Currently, the issues of permissible bandwidths and acceptable power levels are being addressed.
For applications like UWB Bluetooth and wireless USB, the FCC has allocated a frequency band from 3.1 GHz to 10.6 GHz with a maximum power level of -41.3 dBm/MHz EIRP.
ETSI (Europe), ofcom ( UK ), MIC ( Japan ) have approved or proposed a -41.3 dBm/MHz limit as well for the 3.1- to 10.6-GHz band.
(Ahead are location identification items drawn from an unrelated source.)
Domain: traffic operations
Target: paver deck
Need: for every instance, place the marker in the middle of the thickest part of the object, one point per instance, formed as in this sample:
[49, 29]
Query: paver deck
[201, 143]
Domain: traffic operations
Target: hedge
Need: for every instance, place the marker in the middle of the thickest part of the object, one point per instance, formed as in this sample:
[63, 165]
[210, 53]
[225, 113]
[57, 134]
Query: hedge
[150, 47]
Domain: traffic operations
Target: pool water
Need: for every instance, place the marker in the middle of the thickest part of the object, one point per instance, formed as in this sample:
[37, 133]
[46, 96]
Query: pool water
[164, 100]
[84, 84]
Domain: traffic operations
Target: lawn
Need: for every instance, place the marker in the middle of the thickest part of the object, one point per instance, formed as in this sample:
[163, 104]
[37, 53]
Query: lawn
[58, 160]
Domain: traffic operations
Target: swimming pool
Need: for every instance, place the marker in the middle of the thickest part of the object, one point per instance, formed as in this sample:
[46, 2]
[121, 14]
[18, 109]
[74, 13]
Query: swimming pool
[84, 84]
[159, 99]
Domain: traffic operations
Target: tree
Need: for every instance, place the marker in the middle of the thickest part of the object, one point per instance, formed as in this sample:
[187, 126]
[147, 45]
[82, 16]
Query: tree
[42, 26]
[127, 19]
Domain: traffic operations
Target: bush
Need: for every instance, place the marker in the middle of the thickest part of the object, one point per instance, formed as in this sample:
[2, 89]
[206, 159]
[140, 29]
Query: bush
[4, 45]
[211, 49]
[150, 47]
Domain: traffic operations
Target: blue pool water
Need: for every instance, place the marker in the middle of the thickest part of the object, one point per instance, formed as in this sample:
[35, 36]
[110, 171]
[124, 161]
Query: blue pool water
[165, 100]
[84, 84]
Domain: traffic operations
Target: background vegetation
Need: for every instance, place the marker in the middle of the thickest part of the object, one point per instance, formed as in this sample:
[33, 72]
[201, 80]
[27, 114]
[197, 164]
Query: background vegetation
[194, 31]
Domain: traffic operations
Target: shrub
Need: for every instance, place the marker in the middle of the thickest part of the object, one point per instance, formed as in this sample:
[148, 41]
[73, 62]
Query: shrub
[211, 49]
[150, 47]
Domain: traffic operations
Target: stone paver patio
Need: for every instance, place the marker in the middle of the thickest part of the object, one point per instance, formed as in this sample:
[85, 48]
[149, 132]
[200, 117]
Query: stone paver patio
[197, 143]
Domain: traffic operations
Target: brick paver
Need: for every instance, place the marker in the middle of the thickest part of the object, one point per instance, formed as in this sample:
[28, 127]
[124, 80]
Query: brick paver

Singapore 's iDA initially set a higher power limit for its country's UWB development work, and has stated that its regulatory framework will be based on ITU's recommendations. (Last February ITU's Study Group 1 approved a series of draft recommendations that gives UWB radio the status of a Global Regulatory Standard.) Korea 's ETRI's standard is a much lower -66.58 dBm/MHz.
However, at the EU level a problem appeared on March 24 with the issuing by the ECC of its ECC/DEC/(06)04 decision. ECC/DEC/(06)04 was developed in response to an EC mandate to identify the conditions relating to the harmonized introduction in the EU radio applications based on UWB technology. That's the good news. The bad news is that buried in Annex 1 is a power specification that would reduce the operating capabilities of UWB Bluetooth devices by about 20% to 30%.
In the 6- to 8.5-GHz band, UWB devices can output a maximum power level of -41.3 dBm/MHz; however, in the 8.5- to 10.6-GHz band, the ECC decision reduces the maximum output to -65 dBm/MHz.
As noted earlier, the UWB Bluetooth community is standardizing on a 1.7-GHz bandwidth, operating above 6 GHz. This is where they think that they will have their best chances of getting common agreement from regulatory agencies around the world. Currently, the common worldwide spectrum is 7.25 GHz to 8.5 GHz. The 1.25-GHz bandwidth isn't quite wide enough to ensure that UWB Bluetooth products would meet users' expectations. Therefore, Bluetooth needs the ECC to restore the maximum output in at least the 8.5- to 9.0-GHz band to -41.3 dBm/MHz. That would give UWB Bluetooth the desired 1.7-GHz bandwidth.
On May 19 the Bluetooth SIG sent a letter to the ECC asking for the opportunity to discuss reasoning behind the 8.5- to 9.0-GHz band prohibition. And until this impasse is resolved, UWB Bluetooth test development is left in a state of flux.